Perhaps the main difference between model railways and train sets is the price. If you could pick it up for under £20 at a jumble sale, it's a train set. If it costs £80+ it's a model railway. Another, secondary difference is the detail. Model Railways are generally more detailed than the average wooden train set. Train set engines are either battery-powered or need to be pushed, whereas a model railway is usually mains powered, although some run on diesel or even live steam. Train sets are toys, model railways are to-scale models.
This is not to disparage train sets, which are good ways of indoctrinating the next generation into a love of railways and, by extension, model railways. They are also often more robust and easier to assemble than a model railway.
Getting Into Model Railways
Of course, not everyone has room in their home or the money available to build their own model railway. If you fall into this category, it does not mean you cannot enjoy the model railway hobby. At the very least, you can still enjoy reading the magazines. Alternatively you can visit model railways that are open to the public. For instance, if you live on the Isle of Wight, you can visit the Fort Victoria Model Railway in the summer. Outdoor model railways, also called 'Garden Railways', are often found in model villages such as at Bekonscot.
Another way to get involved is to attend a Model Railway Exhibition, most large towns and cities in the UK host at least one a year. At exhibitions, model railway enthusiasts from all around the world display their tracks and layouts for members of the public to see, for a modest entry fee. Model railway exhibitions are also good places to get model railway equipment, both new and second-hand, at bargain prices.

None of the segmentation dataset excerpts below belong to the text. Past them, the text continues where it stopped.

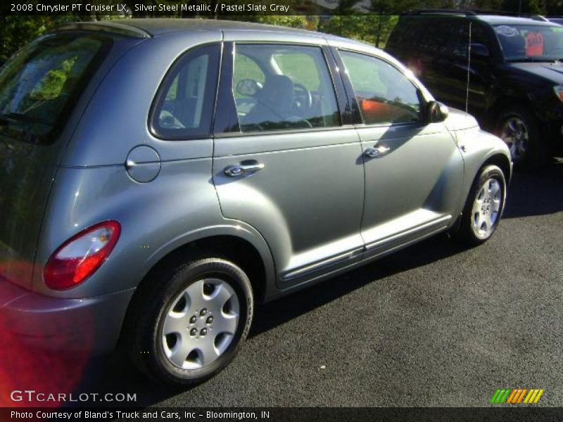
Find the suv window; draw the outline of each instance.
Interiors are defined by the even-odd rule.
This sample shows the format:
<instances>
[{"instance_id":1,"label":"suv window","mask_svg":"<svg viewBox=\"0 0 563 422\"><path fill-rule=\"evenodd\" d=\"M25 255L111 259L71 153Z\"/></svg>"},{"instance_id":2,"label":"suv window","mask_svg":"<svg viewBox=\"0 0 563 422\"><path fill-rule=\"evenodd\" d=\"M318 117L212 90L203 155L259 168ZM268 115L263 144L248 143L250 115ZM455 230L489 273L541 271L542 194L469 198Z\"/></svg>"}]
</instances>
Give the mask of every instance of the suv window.
<instances>
[{"instance_id":1,"label":"suv window","mask_svg":"<svg viewBox=\"0 0 563 422\"><path fill-rule=\"evenodd\" d=\"M560 25L498 25L493 29L507 60L553 61L563 57Z\"/></svg>"},{"instance_id":2,"label":"suv window","mask_svg":"<svg viewBox=\"0 0 563 422\"><path fill-rule=\"evenodd\" d=\"M233 86L243 132L341 124L332 79L320 47L238 44Z\"/></svg>"},{"instance_id":3,"label":"suv window","mask_svg":"<svg viewBox=\"0 0 563 422\"><path fill-rule=\"evenodd\" d=\"M105 37L58 34L20 50L0 72L0 119L46 142L110 44Z\"/></svg>"},{"instance_id":4,"label":"suv window","mask_svg":"<svg viewBox=\"0 0 563 422\"><path fill-rule=\"evenodd\" d=\"M457 39L455 42L455 46L453 49L453 54L457 57L467 57L468 46L469 44L469 24L467 22L463 22L457 30ZM488 36L485 28L476 23L472 23L471 25L471 44L483 44L489 52L493 51L493 44L491 41L491 38ZM473 57L472 58L477 58Z\"/></svg>"},{"instance_id":5,"label":"suv window","mask_svg":"<svg viewBox=\"0 0 563 422\"><path fill-rule=\"evenodd\" d=\"M151 128L165 139L208 136L219 73L218 45L185 53L168 72L157 94Z\"/></svg>"},{"instance_id":6,"label":"suv window","mask_svg":"<svg viewBox=\"0 0 563 422\"><path fill-rule=\"evenodd\" d=\"M364 123L407 123L420 120L418 89L387 62L341 51Z\"/></svg>"}]
</instances>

In addition to attending exhibitions, there are many railway clubs and societies that allow people to join. On joining, members may be able to help design and construct the group's model railway and, when completed, run group-owned locomotives or their own personal stock on the co-owned track.

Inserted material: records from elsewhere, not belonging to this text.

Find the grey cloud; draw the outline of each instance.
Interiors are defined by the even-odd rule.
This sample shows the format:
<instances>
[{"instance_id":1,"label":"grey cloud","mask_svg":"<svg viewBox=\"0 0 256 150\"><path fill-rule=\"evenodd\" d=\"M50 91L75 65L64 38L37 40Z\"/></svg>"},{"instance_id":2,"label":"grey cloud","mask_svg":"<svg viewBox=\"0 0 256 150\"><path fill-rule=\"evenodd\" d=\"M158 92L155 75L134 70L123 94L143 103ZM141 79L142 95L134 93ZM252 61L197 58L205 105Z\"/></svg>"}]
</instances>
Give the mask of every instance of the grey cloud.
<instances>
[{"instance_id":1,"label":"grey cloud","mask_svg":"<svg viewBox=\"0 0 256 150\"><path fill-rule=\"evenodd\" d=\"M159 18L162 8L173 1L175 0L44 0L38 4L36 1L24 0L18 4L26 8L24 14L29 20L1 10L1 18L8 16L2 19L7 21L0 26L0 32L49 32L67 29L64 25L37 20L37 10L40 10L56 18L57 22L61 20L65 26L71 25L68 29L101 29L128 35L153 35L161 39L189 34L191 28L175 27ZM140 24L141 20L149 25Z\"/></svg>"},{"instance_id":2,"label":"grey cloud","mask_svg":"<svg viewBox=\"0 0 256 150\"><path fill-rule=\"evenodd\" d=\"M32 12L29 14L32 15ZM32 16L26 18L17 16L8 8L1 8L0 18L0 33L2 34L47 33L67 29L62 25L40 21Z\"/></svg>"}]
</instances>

Many serious Model Railway enthusiasts take a small box with an Engine, carriage and a log book, that they seek to run, record and photograph on as many layouts as possible.
The Thomas the Tank Engine television series was originally (1984-2008) filmed using models on a model railway. Since 2009, however, the series has been made in CGI, but the original models are on display at Thomas Land at Drayton Manor.

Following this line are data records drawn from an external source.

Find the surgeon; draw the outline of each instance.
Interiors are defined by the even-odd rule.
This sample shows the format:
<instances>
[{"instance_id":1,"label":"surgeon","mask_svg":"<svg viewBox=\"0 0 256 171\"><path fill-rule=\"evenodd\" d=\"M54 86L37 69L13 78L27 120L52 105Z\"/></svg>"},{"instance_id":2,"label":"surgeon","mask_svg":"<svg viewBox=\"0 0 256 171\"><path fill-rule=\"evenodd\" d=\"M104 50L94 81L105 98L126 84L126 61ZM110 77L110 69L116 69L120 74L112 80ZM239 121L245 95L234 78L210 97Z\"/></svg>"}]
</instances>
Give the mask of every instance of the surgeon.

In the television series James May's Toy Stories Christmas Special episode 'Hornby', James May attempted to make the world's longest model railway. He planned to rebuild the 10-mile closed Barnstaple to Bideford railway in Devon out of 00 gauge model railway. Although originally unsuccessful in getting a train to travel the full length in 2009, in 2011 the challenge succeeded.
Of course model railways isn't a uniquely British hobby. If you are in Hamburg, why not visit Miniatur Wunderland, the world's largest model railway?
Having a One-Track Mind
Model railways can transform any normal, sane, person into a single-minded one-tracked train fanatic. This can cause frenzies of strange, elusive crafts, practised only by modellers, such as 'super-detailing' and 'fixing'1. Every now and again, the common railway modeller may throw a kit of a model train across the room after changing one of the components beyond repair and then realising that it was merely upside down, while the wife / daughter / girlfriend etc. says that she/he/it thought it was meant to be a relaxing hobby.
If you know someone who is acting strangely, before you report them to the loony bin, ask if they are a railway modeller.
And whisper it who may, but at the end of the day we are just playing trains, aren't we?